Enfin, même la notion de dose est critiquable. Ainsi, une molécule d’hormone - ou d’analogue d’hormone trouvée dans notre environnement -, qui est de l’ordre du millième de milliardième de milliardième de gramme, suffit à forcer une cellule réceptrice à se diviser et éventuellement à proliférer.
Notion de toxicité cellulaire / organes / organisme
La toxicogénomique explore la toxicité sur des cellules. Or un tissu ou un organe n’est pas la simple somme de ses cellules, un individu n’est pas non plus la simple somme de ses tissus et organes. Se pose donc la question de la pertinence de la toxicogénomique pour évaluer la toxicité au niveau systémique (ensemble de l’individu).
Si un produit est toxique au niveau des cellules, il sera nécessairement toxique pour l’individu mais n’induira pas forcément de pathologie. La toxicogénomique est un premier crible pour identifier les substances certainement dangereuses. Elle n’est pas suffisante car des toxicités plus systémiques* peuvent survenir, comme par exemple celles induites par des métabolites*. Pour les substances auxquelles le consommateur ou le patient est largement exposé (additifs alimentaires, médicaments), il conviendra donc de rechercher cette toxicité qui échapperait éventuellement à la toxicogénomique. Le recours à des volontaires informés et consentants est alors incontournable, dans le cadre des règles des essais cliniques et à l’aide de méthodes non invasives chaque fois que possible.

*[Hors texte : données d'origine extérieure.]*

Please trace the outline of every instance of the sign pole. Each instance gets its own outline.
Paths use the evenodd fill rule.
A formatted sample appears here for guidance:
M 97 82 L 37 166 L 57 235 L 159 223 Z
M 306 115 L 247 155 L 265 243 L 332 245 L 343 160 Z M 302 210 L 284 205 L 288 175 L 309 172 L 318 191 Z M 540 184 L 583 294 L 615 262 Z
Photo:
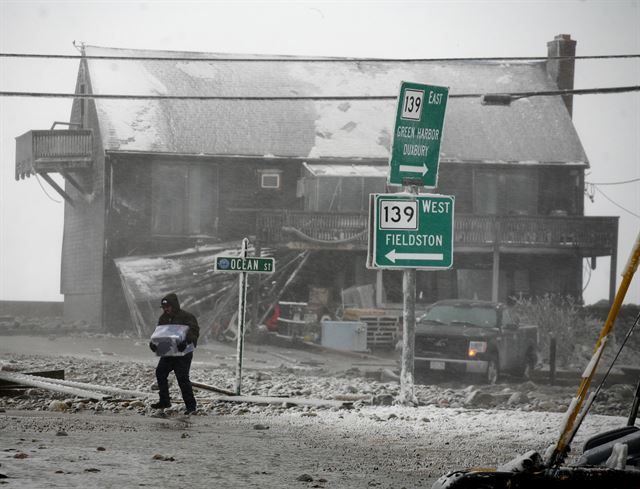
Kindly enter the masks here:
M 273 258 L 251 256 L 247 257 L 249 239 L 243 238 L 239 256 L 216 256 L 215 270 L 223 273 L 239 273 L 238 278 L 238 351 L 236 360 L 236 395 L 240 395 L 242 388 L 242 355 L 244 353 L 244 330 L 247 316 L 247 273 L 273 273 L 275 270 L 275 260 Z M 256 246 L 259 250 L 259 246 Z M 260 253 L 260 251 L 258 251 Z M 258 281 L 258 285 L 260 282 Z M 260 292 L 260 287 L 256 294 Z M 258 302 L 255 302 L 257 306 Z M 254 312 L 255 317 L 255 312 Z
M 247 257 L 247 246 L 249 240 L 244 238 L 242 240 L 242 249 L 240 251 L 240 257 Z M 245 315 L 247 309 L 247 272 L 240 273 L 239 281 L 239 293 L 238 293 L 238 348 L 237 348 L 237 363 L 236 363 L 236 395 L 240 395 L 242 386 L 242 355 L 244 351 L 244 324 Z
M 418 194 L 418 187 L 408 186 L 405 191 Z M 402 271 L 402 368 L 400 371 L 399 404 L 417 406 L 418 400 L 414 392 L 414 357 L 416 332 L 416 269 L 406 268 Z
M 401 194 L 369 199 L 368 268 L 402 269 L 402 369 L 397 402 L 418 404 L 414 392 L 416 270 L 453 265 L 454 198 L 420 195 L 438 186 L 440 144 L 449 87 L 401 82 L 389 155 L 389 185 Z

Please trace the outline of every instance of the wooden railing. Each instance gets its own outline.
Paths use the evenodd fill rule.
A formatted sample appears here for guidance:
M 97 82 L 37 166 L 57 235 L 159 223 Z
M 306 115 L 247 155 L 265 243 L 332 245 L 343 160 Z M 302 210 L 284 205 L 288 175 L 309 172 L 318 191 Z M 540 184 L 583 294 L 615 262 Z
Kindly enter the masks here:
M 580 248 L 610 254 L 616 247 L 618 219 L 591 216 L 455 217 L 454 242 L 501 247 Z
M 262 211 L 257 234 L 266 245 L 366 249 L 367 220 L 364 213 Z M 461 250 L 572 248 L 583 256 L 608 256 L 617 245 L 618 218 L 456 214 L 454 229 L 454 245 Z
M 367 216 L 362 213 L 265 211 L 257 232 L 264 243 L 308 243 L 310 247 L 367 244 Z
M 86 168 L 92 155 L 90 129 L 29 131 L 16 138 L 16 179 L 37 171 Z
M 93 149 L 91 130 L 32 131 L 32 133 L 35 159 L 91 156 Z

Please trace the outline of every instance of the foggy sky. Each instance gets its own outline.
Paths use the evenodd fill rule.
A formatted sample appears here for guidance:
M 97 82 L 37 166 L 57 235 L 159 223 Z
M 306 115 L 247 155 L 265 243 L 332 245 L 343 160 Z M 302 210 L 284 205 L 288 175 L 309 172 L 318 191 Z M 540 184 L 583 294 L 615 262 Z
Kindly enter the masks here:
M 109 47 L 241 54 L 545 56 L 546 43 L 555 35 L 571 34 L 578 55 L 640 53 L 638 0 L 186 4 L 0 0 L 0 52 L 78 54 L 72 45 L 77 40 Z M 73 92 L 77 69 L 78 62 L 72 60 L 0 58 L 0 90 Z M 576 61 L 576 88 L 638 84 L 638 59 Z M 14 138 L 31 129 L 49 129 L 53 121 L 68 121 L 71 103 L 0 97 L 0 300 L 62 299 L 62 199 L 44 181 L 43 190 L 35 177 L 14 180 Z M 640 177 L 638 92 L 576 96 L 574 123 L 591 163 L 587 181 Z M 640 216 L 640 182 L 598 188 Z M 620 216 L 621 271 L 640 218 L 598 192 L 593 203 L 585 198 L 585 214 Z M 587 303 L 607 298 L 609 259 L 598 259 L 590 279 L 585 273 L 587 280 Z M 639 282 L 636 277 L 626 302 L 640 303 Z

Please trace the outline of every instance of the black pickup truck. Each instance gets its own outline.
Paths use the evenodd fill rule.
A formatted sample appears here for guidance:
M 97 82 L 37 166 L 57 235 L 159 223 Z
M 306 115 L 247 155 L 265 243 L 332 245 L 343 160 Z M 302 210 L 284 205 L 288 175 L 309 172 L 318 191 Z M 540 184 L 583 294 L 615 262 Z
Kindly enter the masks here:
M 537 355 L 538 327 L 518 324 L 502 303 L 439 301 L 416 321 L 416 377 L 474 374 L 494 384 L 503 373 L 528 376 Z

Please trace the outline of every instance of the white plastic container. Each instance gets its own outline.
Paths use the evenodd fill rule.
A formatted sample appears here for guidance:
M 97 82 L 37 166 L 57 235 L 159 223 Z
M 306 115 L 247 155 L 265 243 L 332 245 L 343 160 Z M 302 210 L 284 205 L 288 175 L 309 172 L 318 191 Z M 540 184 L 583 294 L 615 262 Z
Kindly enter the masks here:
M 195 350 L 193 343 L 189 343 L 184 351 L 178 351 L 178 344 L 186 341 L 189 326 L 182 324 L 163 324 L 156 326 L 151 335 L 151 343 L 156 345 L 156 355 L 159 357 L 181 357 Z
M 321 344 L 336 350 L 367 351 L 367 323 L 322 321 Z

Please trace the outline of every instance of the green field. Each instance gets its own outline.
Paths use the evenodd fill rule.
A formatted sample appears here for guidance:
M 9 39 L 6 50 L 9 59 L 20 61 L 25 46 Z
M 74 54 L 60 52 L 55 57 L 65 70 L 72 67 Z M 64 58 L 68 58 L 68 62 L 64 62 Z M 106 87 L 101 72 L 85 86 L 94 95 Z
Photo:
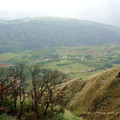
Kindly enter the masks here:
M 39 64 L 41 67 L 58 69 L 70 77 L 88 78 L 100 71 L 120 64 L 120 46 L 55 47 L 0 54 L 0 66 L 18 63 Z

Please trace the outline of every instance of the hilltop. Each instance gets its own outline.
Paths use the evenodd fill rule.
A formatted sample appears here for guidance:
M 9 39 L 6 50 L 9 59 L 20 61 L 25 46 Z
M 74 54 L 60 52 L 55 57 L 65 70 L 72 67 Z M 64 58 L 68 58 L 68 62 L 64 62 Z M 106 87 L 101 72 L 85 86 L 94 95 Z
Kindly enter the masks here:
M 0 21 L 0 53 L 56 46 L 120 43 L 120 29 L 68 18 Z
M 75 115 L 87 120 L 119 120 L 120 66 L 99 73 L 87 81 L 69 81 L 59 88 L 56 98 Z

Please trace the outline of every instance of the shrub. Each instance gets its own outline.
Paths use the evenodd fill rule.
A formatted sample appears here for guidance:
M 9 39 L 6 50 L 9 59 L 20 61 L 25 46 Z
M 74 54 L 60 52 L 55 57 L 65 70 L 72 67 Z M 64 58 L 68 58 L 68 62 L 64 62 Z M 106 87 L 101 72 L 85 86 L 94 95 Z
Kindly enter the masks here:
M 37 116 L 35 112 L 26 112 L 22 117 L 21 120 L 37 120 Z
M 14 120 L 14 118 L 6 114 L 2 114 L 0 115 L 0 120 Z

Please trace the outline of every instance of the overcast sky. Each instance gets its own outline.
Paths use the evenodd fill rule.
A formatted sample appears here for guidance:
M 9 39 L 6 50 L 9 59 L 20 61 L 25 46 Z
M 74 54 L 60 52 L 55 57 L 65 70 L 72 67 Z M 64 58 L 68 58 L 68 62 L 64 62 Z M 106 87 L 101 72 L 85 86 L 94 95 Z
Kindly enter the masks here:
M 68 17 L 120 26 L 120 0 L 0 0 L 0 18 Z

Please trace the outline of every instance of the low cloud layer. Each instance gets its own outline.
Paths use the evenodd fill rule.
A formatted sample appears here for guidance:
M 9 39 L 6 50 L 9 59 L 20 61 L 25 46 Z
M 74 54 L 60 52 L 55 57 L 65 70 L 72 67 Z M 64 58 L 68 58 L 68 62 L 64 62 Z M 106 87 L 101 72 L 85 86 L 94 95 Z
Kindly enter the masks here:
M 120 0 L 0 0 L 0 3 L 1 19 L 68 17 L 120 27 Z

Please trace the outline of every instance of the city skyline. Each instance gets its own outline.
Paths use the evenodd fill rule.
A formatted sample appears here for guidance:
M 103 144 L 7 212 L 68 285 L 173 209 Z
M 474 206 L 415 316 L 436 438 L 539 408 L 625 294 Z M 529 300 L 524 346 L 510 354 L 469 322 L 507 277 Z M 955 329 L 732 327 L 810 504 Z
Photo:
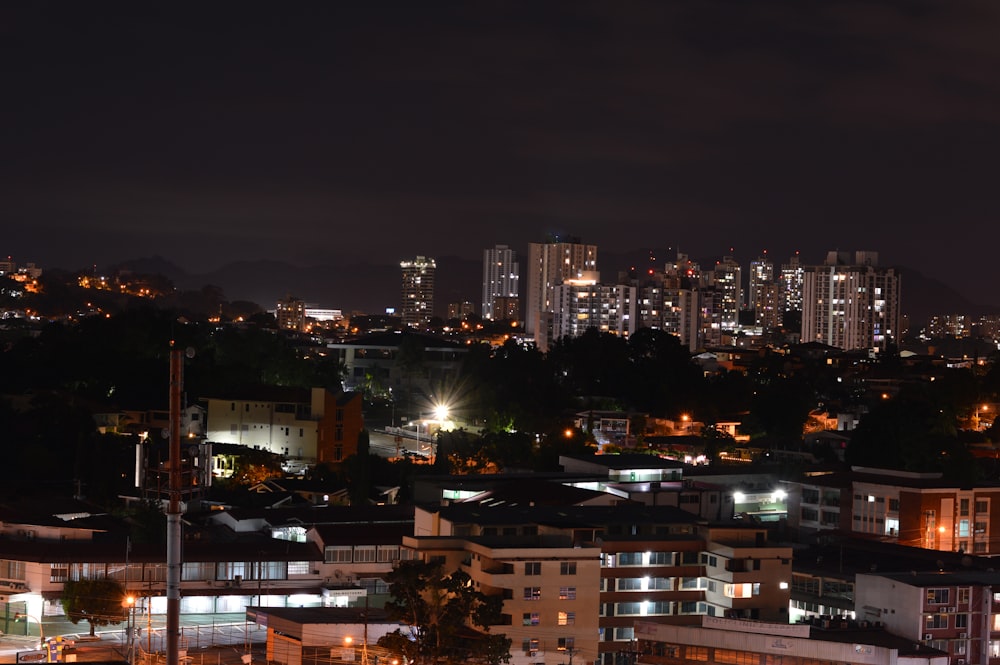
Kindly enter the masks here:
M 560 233 L 744 266 L 873 250 L 1000 304 L 990 3 L 0 19 L 0 254 L 21 263 L 389 266 Z

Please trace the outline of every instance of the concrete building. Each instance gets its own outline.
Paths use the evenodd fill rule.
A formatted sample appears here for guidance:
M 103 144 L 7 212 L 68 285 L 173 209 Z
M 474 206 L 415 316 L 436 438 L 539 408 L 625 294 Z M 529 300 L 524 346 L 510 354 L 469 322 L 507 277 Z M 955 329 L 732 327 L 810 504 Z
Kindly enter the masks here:
M 519 280 L 517 252 L 507 245 L 483 250 L 483 319 L 504 321 L 511 318 L 509 303 L 512 299 L 516 301 L 520 295 Z M 498 299 L 502 299 L 499 308 Z
M 788 259 L 788 263 L 781 264 L 781 272 L 778 275 L 778 309 L 784 322 L 785 312 L 802 311 L 802 280 L 803 266 L 798 253 Z
M 937 472 L 861 467 L 786 485 L 794 529 L 844 530 L 948 552 L 997 551 L 1000 486 L 956 487 Z
M 722 330 L 736 330 L 743 308 L 743 269 L 732 256 L 725 256 L 708 272 L 708 285 L 719 292 Z
M 597 245 L 576 238 L 553 238 L 528 246 L 528 292 L 524 297 L 525 330 L 543 351 L 552 339 L 555 288 L 569 279 L 597 272 Z
M 531 640 L 539 639 L 540 646 L 538 636 L 546 644 L 555 637 L 557 650 L 566 645 L 559 639 L 567 635 L 558 632 L 560 613 L 566 612 L 574 613 L 573 648 L 580 659 L 604 665 L 632 644 L 634 623 L 641 618 L 685 623 L 708 614 L 787 621 L 791 549 L 769 545 L 761 527 L 711 525 L 678 508 L 633 503 L 463 503 L 418 508 L 414 534 L 404 544 L 422 556 L 447 556 L 470 574 L 479 572 L 476 554 L 490 561 L 489 571 L 497 577 L 488 583 L 508 601 L 509 634 L 528 647 L 516 663 L 563 662 L 547 654 L 538 660 Z M 475 550 L 487 545 L 492 549 Z M 524 549 L 499 552 L 504 545 Z M 495 554 L 499 558 L 489 558 Z M 521 568 L 522 562 L 532 565 Z M 531 605 L 547 599 L 551 607 Z M 593 611 L 588 606 L 596 603 L 598 639 L 591 641 L 590 618 L 582 612 Z M 537 624 L 532 607 L 544 608 Z
M 680 665 L 948 665 L 946 654 L 870 625 L 734 621 L 702 617 L 690 626 L 638 622 L 622 663 Z
M 900 336 L 900 276 L 876 252 L 829 252 L 802 274 L 802 341 L 846 351 L 882 349 Z
M 401 306 L 399 315 L 403 325 L 411 328 L 425 327 L 434 316 L 434 273 L 437 263 L 434 259 L 418 256 L 412 260 L 400 261 L 403 274 Z
M 279 300 L 274 316 L 281 330 L 306 331 L 306 304 L 298 298 L 288 296 L 284 300 Z
M 579 337 L 590 328 L 628 338 L 638 325 L 636 287 L 570 279 L 556 286 L 552 299 L 552 339 Z M 536 340 L 537 341 L 537 340 Z
M 254 388 L 205 397 L 206 437 L 310 462 L 339 462 L 357 452 L 364 428 L 361 395 L 325 388 Z
M 1000 662 L 1000 573 L 857 576 L 858 618 L 948 654 L 949 665 Z

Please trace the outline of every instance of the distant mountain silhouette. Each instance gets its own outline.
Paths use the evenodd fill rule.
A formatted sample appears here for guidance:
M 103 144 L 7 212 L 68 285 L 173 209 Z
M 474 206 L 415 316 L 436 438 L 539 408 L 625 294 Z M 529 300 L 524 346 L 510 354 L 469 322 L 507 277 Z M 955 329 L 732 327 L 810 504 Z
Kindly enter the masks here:
M 619 272 L 635 266 L 662 269 L 666 253 L 650 261 L 649 250 L 600 255 L 602 281 L 613 282 Z M 469 301 L 479 311 L 482 298 L 482 261 L 457 256 L 435 258 L 435 309 L 444 316 L 449 303 Z M 524 259 L 522 258 L 522 261 Z M 711 266 L 714 260 L 699 261 Z M 319 307 L 352 312 L 383 313 L 399 308 L 400 272 L 398 264 L 357 263 L 301 267 L 279 261 L 239 261 L 206 273 L 188 273 L 160 256 L 134 259 L 114 266 L 137 273 L 160 274 L 178 289 L 198 290 L 206 285 L 222 289 L 230 301 L 248 300 L 264 309 L 274 309 L 279 299 L 289 295 Z M 915 327 L 936 314 L 998 314 L 1000 307 L 969 302 L 950 286 L 910 268 L 897 267 L 903 279 L 902 311 Z M 523 273 L 523 270 L 522 270 Z M 522 274 L 523 287 L 527 282 Z

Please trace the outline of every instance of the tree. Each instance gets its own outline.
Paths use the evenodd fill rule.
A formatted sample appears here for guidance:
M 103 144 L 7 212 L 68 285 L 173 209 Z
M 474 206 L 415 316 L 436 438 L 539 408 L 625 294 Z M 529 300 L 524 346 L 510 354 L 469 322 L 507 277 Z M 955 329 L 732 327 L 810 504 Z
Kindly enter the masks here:
M 125 587 L 110 578 L 69 580 L 63 584 L 62 606 L 74 624 L 90 623 L 90 636 L 97 626 L 120 624 L 125 620 Z
M 392 600 L 385 609 L 409 628 L 382 637 L 379 646 L 416 665 L 510 660 L 510 639 L 489 632 L 500 623 L 503 598 L 477 591 L 466 573 L 446 574 L 441 563 L 401 561 L 386 581 Z

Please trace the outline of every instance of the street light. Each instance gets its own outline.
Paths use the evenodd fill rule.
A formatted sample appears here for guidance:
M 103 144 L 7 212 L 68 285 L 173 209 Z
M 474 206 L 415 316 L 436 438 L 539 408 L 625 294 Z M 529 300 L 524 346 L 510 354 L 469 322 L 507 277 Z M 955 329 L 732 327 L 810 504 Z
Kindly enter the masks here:
M 128 639 L 125 642 L 125 660 L 129 663 L 133 660 L 135 645 L 135 596 L 128 594 L 122 599 L 122 607 L 125 609 L 125 630 L 128 631 Z
M 28 621 L 27 620 L 28 619 L 34 619 L 35 623 L 38 624 L 38 642 L 39 642 L 40 645 L 41 644 L 45 644 L 45 626 L 42 625 L 42 622 L 39 621 L 34 616 L 32 616 L 30 614 L 25 614 L 24 612 L 15 612 L 14 613 L 14 622 L 15 623 L 17 623 L 18 621 L 20 621 L 22 618 L 25 619 L 25 622 L 24 622 L 24 625 L 25 625 L 24 633 L 25 633 L 25 635 L 28 634 Z

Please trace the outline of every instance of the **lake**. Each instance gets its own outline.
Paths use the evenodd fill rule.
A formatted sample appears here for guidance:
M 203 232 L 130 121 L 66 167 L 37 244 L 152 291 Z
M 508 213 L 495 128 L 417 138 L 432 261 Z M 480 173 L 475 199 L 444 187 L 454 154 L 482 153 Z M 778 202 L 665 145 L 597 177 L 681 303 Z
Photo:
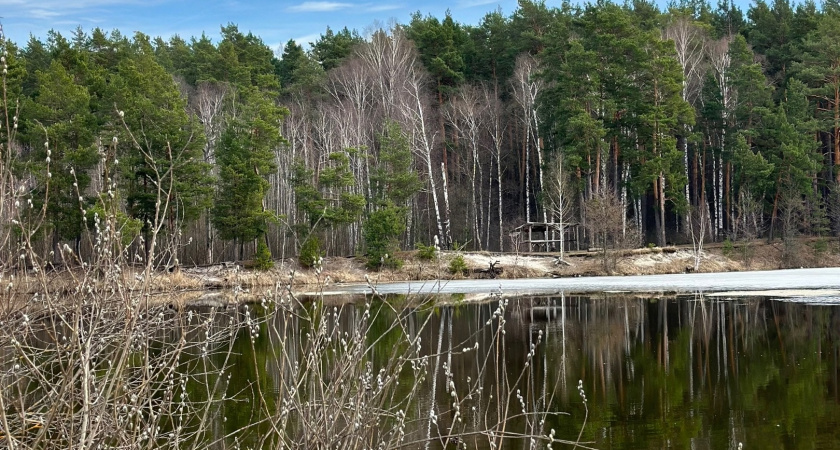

Concernant enfin le matériel mis en œuvre dans la toxicogénomique, il est certain que la technique des puces à ADN est encore dans une phase évolutive. Cependant, la sollicitation par la substance testée de plusieurs gènes impliqués dans une même voie pathologique permet de renforcer le fait que cette substance soit potentiellement un risque pour déclencher la pathologie.
La technologie des puces à ADN a besoin d’être encore approfondie et précisée en terme de nombres de gènes à tester, facilité de mise en œuvre, d’exploitation des données et d’analyse des résultats.
Quoi qu’il en soit, nos résultats démontrent qu’il existe un potentiel pathologique pour les substances étudiées et que cette étude est le premier pas vers des études plus approfondies et peut-être plus ciblées en fonction de l’utilisation que l’on veut faire de ces substances.